Two leading European research institutes presented their work on the feasibility and cost-effectiveness of monolithic 3D integration at this year's IEDM. Both show the emerging trend towards sequential integration in which layers of different types of circuitry are built up on a single initial wafer.
In their work on power-performance-area-cost (PPAC) analysis, researchers at Imec found the best value from the use of a heterogeneous sequential-3D integration approach. This is one based on the separation of non-scalable analog and I/O from the more logic and memory scalable portions of the system.
What Imec calls sequential-3D integration (S3D) the vertical integration of sequentially processed device layers with isolation and interconnect layers in between. S3D then subdivides according to the granularity of the interconnect between the layers. This could be at the transistor level (T-S3D), cell level (C-S3D) or IP block level, known as heterogeneous S3D (H-S3D). All involve tighter integration than is available using stacked-die and through-silicon vias (TSVs).
According to CEA-Leti's CoolCube research team, layer-by-layer buildup based on a mature 65nm BEOL process flow can achieve interconnect densities of more than 200,000 per square millimeter – more than an order of magnitude higher than the state of the art using TSVs to convey signals between multiple die in a stack.
Image Die cost for three different S3D variations - T-S3D, C-S3D and H-S3D - versus 7nm and 5nm 2D versions.
Imec found the largest PPAC benefit was found for a H-S3D use-case. In this situation, the logic and memory part was scaled to iN7, Imec's definition of a 7nm technology, with the analog and I/O IP moved to a layer that uses N28 technology in the top tier. For this use-case, despite a high wafer cost, a die cost reduction of 33 percent was achieved with respect to a 2D-SoC implementation with 125mm2 die size.

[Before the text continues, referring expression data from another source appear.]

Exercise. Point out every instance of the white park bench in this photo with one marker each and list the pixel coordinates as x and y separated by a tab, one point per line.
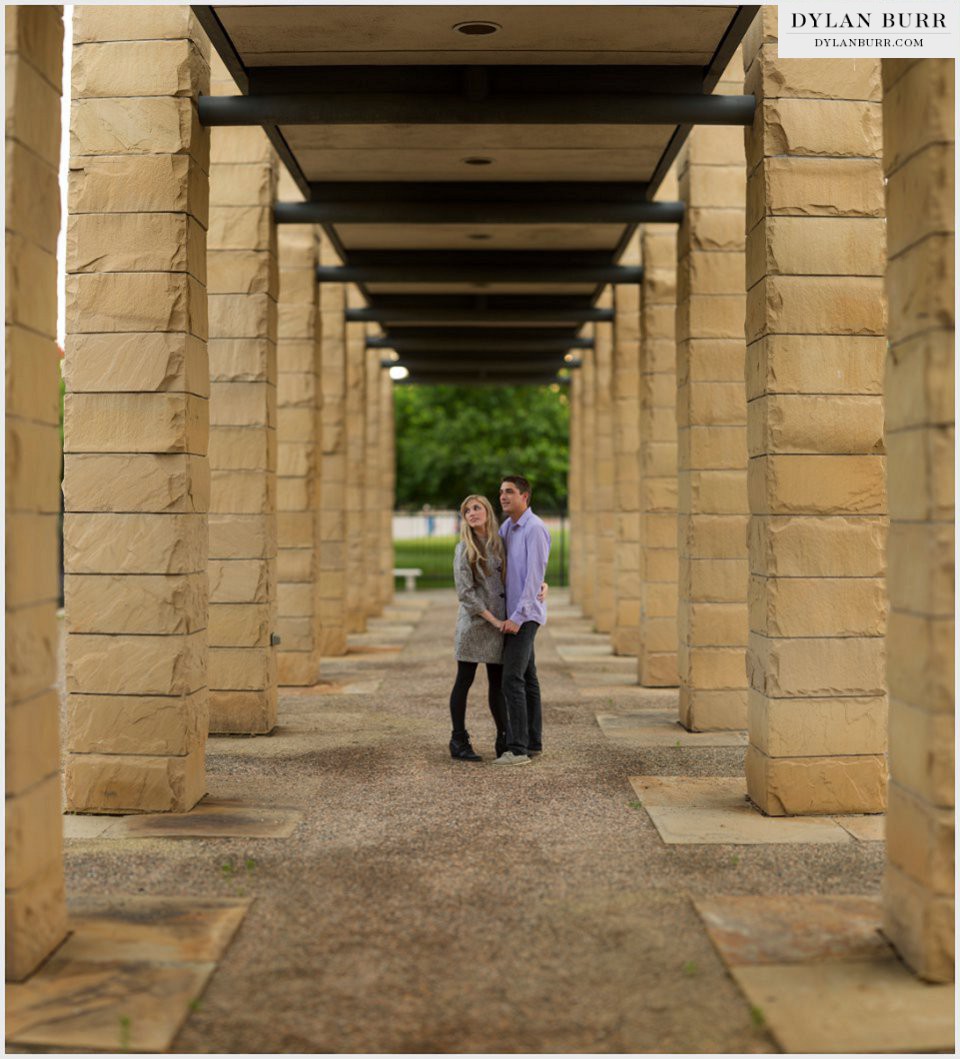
410	575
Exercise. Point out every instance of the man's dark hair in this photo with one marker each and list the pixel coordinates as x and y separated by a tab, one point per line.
522	485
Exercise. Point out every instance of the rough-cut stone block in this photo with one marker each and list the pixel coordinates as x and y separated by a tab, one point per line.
922	753
139	183
33	838
242	712
920	925
804	305
818	607
113	302
239	625
128	783
134	543
816	667
921	668
31	636
134	423
814	187
815	364
816	485
920	839
808	546
32	749
136	483
136	604
815	786
138	362
817	728
136	664
241	668
149	724
834	128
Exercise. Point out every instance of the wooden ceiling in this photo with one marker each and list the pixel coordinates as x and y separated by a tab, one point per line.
480	169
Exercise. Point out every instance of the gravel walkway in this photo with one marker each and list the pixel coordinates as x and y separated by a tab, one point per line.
431	905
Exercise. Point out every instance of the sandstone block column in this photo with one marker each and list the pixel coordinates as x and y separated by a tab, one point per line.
242	290
604	532
355	485
332	474
387	485
815	334
626	390
299	451
656	661
36	917
373	484
587	477
711	419
919	133
137	479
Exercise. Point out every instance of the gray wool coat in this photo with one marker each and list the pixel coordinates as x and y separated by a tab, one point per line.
476	640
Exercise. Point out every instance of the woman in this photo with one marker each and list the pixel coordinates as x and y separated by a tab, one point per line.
478	571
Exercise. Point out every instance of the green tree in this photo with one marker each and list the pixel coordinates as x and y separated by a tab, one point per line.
453	441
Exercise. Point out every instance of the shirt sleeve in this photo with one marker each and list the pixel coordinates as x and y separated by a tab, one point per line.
467	592
538	551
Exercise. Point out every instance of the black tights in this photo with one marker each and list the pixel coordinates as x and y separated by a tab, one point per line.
465	674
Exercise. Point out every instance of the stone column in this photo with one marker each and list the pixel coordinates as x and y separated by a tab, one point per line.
355	485
626	391
373	485
242	290
36	917
575	537
815	334
919	132
299	445
711	418
656	663
587	479
332	469
387	484
604	600
137	479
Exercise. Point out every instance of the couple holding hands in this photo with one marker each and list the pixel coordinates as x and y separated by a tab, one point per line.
499	574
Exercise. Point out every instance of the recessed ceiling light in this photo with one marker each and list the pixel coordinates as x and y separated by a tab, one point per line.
477	29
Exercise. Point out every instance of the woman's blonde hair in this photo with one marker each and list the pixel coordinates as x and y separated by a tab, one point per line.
481	550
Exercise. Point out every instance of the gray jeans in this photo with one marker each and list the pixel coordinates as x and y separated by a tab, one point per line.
522	690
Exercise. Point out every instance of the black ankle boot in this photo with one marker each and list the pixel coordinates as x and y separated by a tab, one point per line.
460	749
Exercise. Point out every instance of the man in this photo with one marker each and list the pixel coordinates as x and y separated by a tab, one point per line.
527	544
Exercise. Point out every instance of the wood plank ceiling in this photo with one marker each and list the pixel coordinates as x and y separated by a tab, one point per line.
480	168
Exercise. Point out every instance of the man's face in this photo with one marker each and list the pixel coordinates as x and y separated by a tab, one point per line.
511	500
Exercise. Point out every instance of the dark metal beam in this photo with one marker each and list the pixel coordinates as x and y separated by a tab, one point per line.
468	212
467	273
466	315
372	108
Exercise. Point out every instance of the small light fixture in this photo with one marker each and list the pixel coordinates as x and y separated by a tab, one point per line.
477	29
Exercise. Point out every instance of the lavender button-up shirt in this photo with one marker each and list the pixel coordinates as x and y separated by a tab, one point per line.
527	542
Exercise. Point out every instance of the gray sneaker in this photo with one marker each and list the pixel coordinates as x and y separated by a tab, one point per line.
508	757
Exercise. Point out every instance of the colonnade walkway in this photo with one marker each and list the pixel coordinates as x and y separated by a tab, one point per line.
413	903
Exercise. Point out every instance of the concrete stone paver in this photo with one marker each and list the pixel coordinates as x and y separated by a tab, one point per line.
424	904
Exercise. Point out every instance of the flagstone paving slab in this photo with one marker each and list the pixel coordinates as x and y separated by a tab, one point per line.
713	809
821	976
659	728
128	974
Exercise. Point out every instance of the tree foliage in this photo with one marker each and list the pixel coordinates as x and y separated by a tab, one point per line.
453	441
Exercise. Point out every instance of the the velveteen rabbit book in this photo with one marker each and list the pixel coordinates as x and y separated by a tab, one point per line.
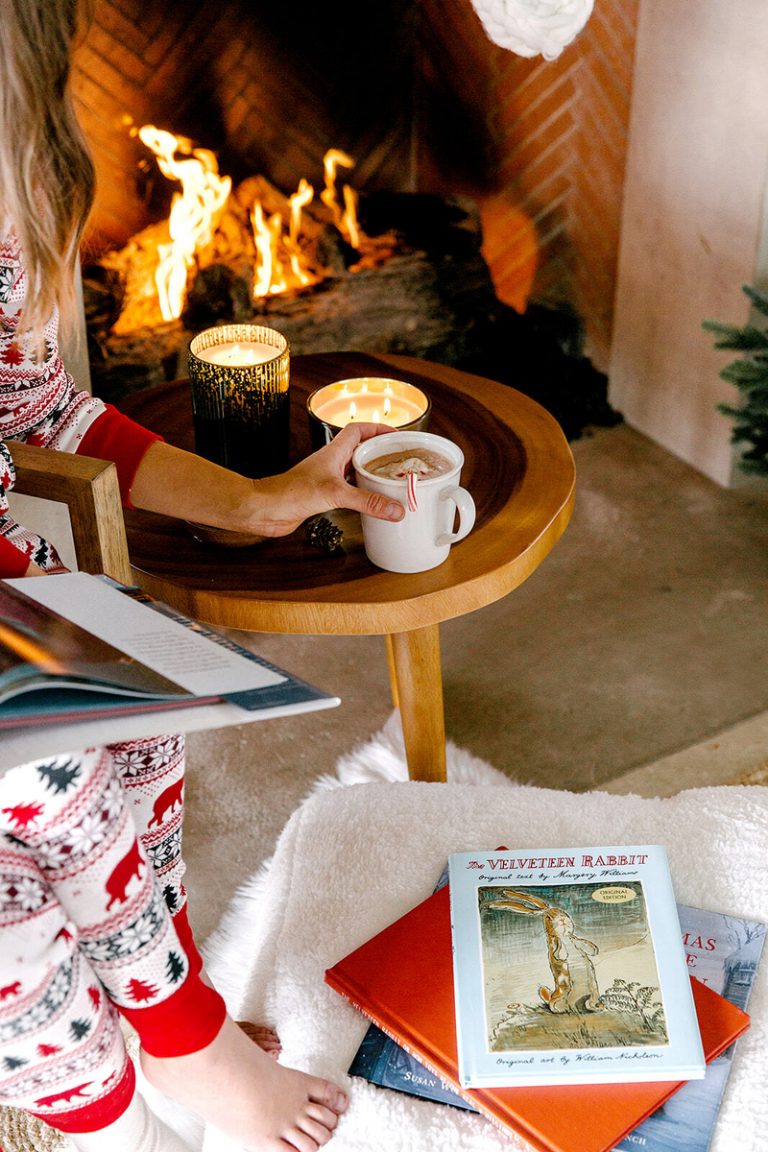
569	968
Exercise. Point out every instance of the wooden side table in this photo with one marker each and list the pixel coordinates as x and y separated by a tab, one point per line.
518	467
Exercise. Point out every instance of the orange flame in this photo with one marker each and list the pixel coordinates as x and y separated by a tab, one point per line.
194	212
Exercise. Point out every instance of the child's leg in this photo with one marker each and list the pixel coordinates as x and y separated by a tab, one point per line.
152	774
83	930
70	813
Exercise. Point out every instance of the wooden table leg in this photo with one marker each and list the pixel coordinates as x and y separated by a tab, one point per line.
417	687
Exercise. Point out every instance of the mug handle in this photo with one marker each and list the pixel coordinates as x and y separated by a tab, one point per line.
465	506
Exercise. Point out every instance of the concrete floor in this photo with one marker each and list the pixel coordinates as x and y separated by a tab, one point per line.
635	659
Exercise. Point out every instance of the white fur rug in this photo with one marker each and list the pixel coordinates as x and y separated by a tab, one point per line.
352	859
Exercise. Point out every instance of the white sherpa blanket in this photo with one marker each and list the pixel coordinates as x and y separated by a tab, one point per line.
352	859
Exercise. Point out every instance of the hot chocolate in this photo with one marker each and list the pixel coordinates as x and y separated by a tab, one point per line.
397	465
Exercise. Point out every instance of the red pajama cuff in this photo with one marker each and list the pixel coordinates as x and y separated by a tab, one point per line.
188	1021
115	437
90	1118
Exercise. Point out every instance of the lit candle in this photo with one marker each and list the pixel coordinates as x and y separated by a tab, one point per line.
240	354
371	399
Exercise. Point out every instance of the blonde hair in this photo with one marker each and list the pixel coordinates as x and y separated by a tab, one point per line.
46	173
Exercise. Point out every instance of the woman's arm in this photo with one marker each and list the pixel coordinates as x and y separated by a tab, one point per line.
181	484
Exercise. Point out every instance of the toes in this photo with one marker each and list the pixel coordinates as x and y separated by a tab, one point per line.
328	1094
319	1114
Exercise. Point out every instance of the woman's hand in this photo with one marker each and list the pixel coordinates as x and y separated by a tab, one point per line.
177	483
319	483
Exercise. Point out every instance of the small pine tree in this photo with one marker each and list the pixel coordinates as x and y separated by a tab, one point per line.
58	778
750	374
174	967
80	1028
141	990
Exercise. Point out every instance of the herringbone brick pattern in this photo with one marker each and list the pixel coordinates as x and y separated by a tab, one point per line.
554	142
418	97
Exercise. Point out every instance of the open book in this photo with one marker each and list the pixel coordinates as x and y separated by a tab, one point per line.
80	648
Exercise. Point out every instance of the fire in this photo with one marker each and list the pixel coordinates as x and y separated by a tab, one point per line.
194	212
275	250
157	264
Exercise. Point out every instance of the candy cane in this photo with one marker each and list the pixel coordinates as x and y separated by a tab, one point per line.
411	491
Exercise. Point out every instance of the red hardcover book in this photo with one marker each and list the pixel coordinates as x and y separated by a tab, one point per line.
402	979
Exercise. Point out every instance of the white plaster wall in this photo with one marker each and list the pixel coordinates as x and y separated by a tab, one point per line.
692	228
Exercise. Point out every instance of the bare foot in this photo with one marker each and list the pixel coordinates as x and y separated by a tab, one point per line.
266	1038
235	1085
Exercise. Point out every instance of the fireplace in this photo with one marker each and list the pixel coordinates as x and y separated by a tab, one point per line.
410	99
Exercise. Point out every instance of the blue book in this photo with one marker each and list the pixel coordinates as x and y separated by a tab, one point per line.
723	952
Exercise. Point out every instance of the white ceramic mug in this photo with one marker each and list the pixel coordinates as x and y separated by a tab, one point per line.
423	538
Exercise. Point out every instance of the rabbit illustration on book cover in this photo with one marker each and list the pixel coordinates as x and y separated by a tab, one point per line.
573	975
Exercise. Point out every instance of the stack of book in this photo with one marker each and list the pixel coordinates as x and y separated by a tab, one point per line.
563	994
86	660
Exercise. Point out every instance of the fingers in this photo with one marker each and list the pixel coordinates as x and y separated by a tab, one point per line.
372	503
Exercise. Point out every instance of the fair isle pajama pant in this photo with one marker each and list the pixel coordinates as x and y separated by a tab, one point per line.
93	925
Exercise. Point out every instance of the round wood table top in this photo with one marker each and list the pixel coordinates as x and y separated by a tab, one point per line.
518	468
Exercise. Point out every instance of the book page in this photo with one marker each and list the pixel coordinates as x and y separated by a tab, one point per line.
192	661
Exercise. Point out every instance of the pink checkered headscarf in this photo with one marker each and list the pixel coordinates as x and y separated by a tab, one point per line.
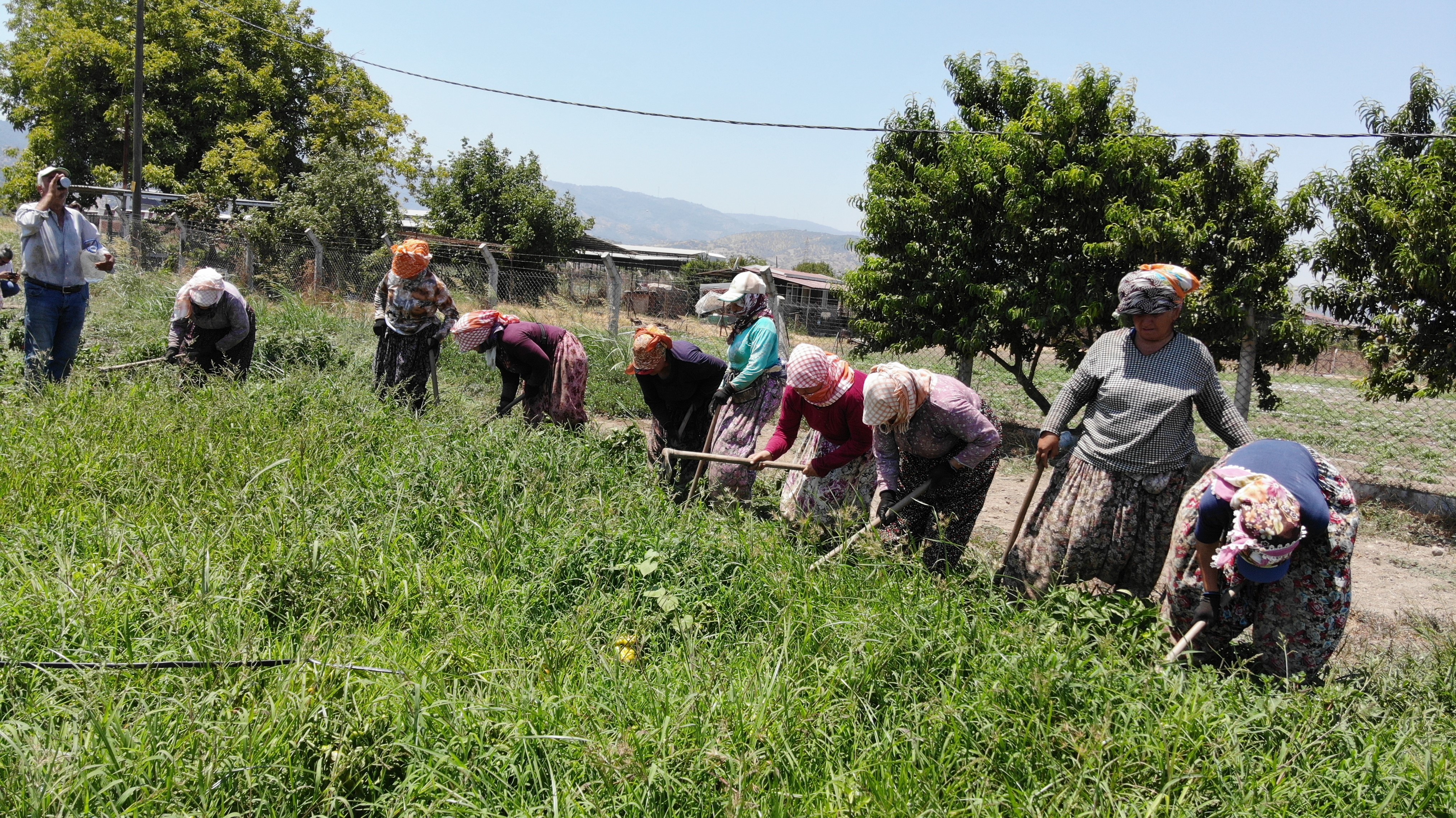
477	328
1263	510
820	377
895	394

Leti's work on 3D sequential integration indicates the choice of architecture and stacking process depends heavily on the target application. Integration of conventional CMOS-based systems with intermediate connections based on BEOL processes to achieve low delay comes with stringent limits on how much heat can be used to create the upper layers. Temperatures need to be kept to around 500°C, which could cause problems for performance on the transistors above the base layer. Leti argues the components for this have been demonstrated successfully but IoT applications could relax the requirements.
According to Leti, the development of neuromorphic computing architectures could promote the use of lower-performance transistors that are made using much lower thermal budgets than CMOS devices. Thin-film transistors and junctionless devices could support the lower clock speeds of energy-constrained IoT edge nodes. These can be made using sub-400°C processes, including the annealing steps that often require higher thermal budgets in CMOS. Analog devices fabricated with relaxed nodes should also have acceptable thermal budget stability, the Leti team argues.